“Aha!” he muttered dolorously as a scrimmaging tangle of forms disentangled and showed that Sangamon, by a smart bit of strategy, had gained three yards. “What did I tell you not five minutes back? Those boys lost their hearts before they even began, and now they're due to lose their heads too.”

It really looked as though Ike Webb was qualifying for clairvoyant honours, for promptly Midsylvania's defence became more and more inefficient, more and more uncertain. Sangamon had a smart field commander, and he took leeway of the advantage. He set his men to the job of jamming through; and jam through they did. It took time, though, because Midsylvania, of course, offered a measure of resistance. To me, however, it appeared to be the mechanical resistance of bodies in action rather than anything guided by a spiritual determination—if you get what I mean. It took a good deal of time; but after a while, by dint of shoving ahead with all her tonnage against Midsyl-vania's slighter and lighter displacement, the visitors forced the ball along to Midsylvania's thirty-yard line.

At this point, Sangamon suddenly changed her tactics. Collop, her captain, made a gesture with his arms and the Blue tackles dropped back a little. From the centre of the massed wedge of shapes a signal was barked out. So swiftly that the spectacle made you think of a pyramid of pool balls scattering over a pool table when the cue ball hits it hard on the nose, the visiting players shifted positions.

For ten seconds we lost sight of the ball altogether. When we saw it again it was cuddling in Vretson's vast, outspread paws. Who had passed it, or how it got there after being passed, I never knew. Magically it had materialised in his grasp in the same way that a prestidigitator's china egg is produced from a countryjake's whiskers. He tucked it into the bight of his left arm and, with his mighty right arm swinging behind him as a rudder and before him as a flail, he tore down the field, going away out to the right.

He was fast for his size—wonderfully fast, and besides, he had perfect interference to help him along. His mates, skirmishing out on his flank, threw back and bowled over the men who bored in to tackle him. In his flight he himself accounted for at least two Varsity players who sprang round the wings of his protecting line, hoping to intercept the big sprinter. One he dodged, the other he flung aside; and then he kept on and on until after a run of thirty-five yards, he flung himself through the air; and, with Cabell, of Midsylvania, clutching at the wideness between his shoulder blades, he dropped flat across Midsylvania's goal line. A groan went up from the grand stand.

There wasn't a sound from any quarter, though, as Vretson squared off to kick for a goal; but whoops of relief arose when the ball, after soaring high and straight, veered off under pressure of a puff of air and, instead of passing over the bar, struck one of the goal posts with a mellow smack and dropped back. So the score, by the rules of those times, stood four to naught.
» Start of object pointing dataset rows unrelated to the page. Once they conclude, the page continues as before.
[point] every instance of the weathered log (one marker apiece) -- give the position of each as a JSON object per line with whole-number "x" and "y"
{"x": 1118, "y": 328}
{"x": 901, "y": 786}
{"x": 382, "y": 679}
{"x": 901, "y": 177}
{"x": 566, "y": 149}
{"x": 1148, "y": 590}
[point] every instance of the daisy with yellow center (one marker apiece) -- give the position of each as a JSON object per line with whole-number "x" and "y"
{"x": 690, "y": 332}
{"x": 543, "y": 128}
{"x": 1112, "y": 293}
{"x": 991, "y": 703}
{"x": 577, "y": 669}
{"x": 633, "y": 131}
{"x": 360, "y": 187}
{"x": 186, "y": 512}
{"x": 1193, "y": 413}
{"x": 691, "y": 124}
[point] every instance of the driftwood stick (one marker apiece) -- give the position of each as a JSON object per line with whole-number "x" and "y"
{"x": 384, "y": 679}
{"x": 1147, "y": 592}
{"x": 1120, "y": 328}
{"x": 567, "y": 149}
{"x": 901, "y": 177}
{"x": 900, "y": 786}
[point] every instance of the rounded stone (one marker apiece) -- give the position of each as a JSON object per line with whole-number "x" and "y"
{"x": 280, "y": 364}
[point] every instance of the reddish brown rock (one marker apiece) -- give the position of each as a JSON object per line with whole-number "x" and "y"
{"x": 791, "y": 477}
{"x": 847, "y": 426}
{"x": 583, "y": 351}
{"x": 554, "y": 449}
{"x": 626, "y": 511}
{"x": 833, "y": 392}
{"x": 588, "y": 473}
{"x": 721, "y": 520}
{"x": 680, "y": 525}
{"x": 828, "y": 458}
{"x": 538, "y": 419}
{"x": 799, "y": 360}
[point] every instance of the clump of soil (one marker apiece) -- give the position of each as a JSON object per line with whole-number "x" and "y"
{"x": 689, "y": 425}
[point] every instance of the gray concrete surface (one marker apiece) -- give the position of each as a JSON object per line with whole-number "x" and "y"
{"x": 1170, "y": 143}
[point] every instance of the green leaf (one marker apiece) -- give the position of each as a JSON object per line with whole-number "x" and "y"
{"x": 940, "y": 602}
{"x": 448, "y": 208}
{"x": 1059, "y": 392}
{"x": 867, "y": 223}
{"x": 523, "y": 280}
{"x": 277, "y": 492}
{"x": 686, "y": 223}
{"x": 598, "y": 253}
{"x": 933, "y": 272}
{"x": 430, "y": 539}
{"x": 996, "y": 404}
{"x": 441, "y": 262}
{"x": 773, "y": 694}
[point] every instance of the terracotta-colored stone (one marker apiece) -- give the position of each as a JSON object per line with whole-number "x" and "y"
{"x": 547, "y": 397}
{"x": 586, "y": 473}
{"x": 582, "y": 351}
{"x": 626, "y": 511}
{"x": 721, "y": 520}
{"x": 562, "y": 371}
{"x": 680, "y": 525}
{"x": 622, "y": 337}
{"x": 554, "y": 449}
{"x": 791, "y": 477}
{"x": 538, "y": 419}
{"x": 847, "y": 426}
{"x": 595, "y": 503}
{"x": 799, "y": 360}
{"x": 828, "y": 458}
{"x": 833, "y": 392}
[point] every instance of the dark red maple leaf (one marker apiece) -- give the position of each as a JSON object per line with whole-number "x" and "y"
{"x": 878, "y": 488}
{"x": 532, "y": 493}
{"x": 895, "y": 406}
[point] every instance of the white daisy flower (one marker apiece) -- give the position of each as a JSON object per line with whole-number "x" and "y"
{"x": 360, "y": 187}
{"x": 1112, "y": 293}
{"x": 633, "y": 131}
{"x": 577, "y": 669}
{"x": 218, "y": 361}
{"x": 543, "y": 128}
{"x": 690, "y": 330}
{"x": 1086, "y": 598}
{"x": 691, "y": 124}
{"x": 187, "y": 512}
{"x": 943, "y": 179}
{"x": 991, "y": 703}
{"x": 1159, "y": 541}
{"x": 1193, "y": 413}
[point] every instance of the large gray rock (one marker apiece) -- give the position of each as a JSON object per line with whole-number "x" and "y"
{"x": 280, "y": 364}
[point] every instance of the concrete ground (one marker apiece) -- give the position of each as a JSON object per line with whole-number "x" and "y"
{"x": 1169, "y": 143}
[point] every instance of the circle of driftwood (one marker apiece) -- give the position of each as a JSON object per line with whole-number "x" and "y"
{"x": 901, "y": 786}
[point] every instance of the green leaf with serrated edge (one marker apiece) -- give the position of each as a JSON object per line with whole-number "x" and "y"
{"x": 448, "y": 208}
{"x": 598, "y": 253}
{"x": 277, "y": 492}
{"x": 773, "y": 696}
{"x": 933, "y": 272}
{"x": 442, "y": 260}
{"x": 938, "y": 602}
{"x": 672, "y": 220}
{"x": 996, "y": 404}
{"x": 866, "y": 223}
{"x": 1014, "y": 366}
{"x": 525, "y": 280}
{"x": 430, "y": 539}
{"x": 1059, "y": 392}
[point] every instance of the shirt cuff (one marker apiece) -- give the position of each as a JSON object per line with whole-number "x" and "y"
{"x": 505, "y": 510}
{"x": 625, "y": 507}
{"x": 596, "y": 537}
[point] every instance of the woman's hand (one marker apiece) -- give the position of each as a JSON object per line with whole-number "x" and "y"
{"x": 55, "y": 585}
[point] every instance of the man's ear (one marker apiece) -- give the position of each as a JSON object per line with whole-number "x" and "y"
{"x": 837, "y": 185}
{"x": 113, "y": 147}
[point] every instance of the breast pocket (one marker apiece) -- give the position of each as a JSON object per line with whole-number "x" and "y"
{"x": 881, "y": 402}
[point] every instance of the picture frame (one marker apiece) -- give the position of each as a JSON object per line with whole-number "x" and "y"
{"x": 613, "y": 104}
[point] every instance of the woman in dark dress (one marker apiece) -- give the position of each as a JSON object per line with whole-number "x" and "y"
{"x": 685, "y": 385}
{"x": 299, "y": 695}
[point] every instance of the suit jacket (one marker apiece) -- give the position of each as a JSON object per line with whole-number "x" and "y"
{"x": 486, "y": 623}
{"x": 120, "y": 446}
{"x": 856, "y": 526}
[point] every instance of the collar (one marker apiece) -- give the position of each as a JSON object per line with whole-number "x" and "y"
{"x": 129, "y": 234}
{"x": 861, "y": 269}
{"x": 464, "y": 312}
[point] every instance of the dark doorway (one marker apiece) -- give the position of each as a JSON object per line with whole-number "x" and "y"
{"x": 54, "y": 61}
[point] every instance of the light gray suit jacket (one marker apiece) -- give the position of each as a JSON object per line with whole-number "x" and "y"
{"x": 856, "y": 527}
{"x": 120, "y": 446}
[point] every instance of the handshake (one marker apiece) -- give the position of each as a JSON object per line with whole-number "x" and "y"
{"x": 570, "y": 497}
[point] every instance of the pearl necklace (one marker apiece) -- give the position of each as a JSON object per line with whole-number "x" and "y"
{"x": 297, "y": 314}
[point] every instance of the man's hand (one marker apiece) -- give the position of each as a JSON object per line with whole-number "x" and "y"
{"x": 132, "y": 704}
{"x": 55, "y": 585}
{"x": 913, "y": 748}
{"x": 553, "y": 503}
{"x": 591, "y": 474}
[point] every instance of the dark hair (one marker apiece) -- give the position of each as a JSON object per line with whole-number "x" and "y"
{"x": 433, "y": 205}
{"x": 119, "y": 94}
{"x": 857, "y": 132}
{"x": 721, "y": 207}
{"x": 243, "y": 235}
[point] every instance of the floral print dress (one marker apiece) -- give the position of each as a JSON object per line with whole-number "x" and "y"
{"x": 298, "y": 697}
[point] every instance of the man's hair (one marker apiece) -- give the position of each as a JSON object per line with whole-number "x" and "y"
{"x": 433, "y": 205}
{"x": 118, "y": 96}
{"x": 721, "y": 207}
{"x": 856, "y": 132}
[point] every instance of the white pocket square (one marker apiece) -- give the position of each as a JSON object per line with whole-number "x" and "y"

Nearly everybody there, I guess, figured that Sangamon would promptly buttress her lead by at least four additional points, and very possibly more; but she didn't. True, she played all round and all over and all through Midsylvania during the remaining portion of the first half, but she did not score again. This was due not so much to the rebuttal fight the defenders offered, for now their playing sagged more woefully weak than ever, but to small misplays and slip-ups and seeming overconfidence on the part of Sangamon.

It may have been they were cocksure of their power to score again when they chose. Maybe they were a trifle tired. Maybe they were satisfied to postpone the slaughter-house work until toward the end of the game and make a spectacular, overwhelming finish of it. Anyhow, it struck us, in the press stand, that the reason behind their failure to push their advantage still farther, during the next ten minutes or so, was rather because of their own disinclination than because of any strategy or strength Midsylvania's plainly despondent eleven presented against them.

Along here I became aware, subconsciously at first, and then in a minute or so with a fuller sense of realisation, that Major Stone had waked up. I felt him wriggling on the bench, joggling me in the side with his elbow; and when I looked at him his face was an indignant pink and his little white goatee was bristling like a thistle pod.

He was saying something to himself, and by listening, I caught from his muttered words the purport of the change that had come into the old man's emotions, which change, as I speedily divined, was exactly what might have been expected of him. He did not have the attitude of the average spectator over in the grand stand, for his bump of local pride was not being bruised, as theirs was, by this exhibition. Nor had he grasped and assimilated the feelings of those two groups of youngsters whose cleated feet ripped up the turf in front of him.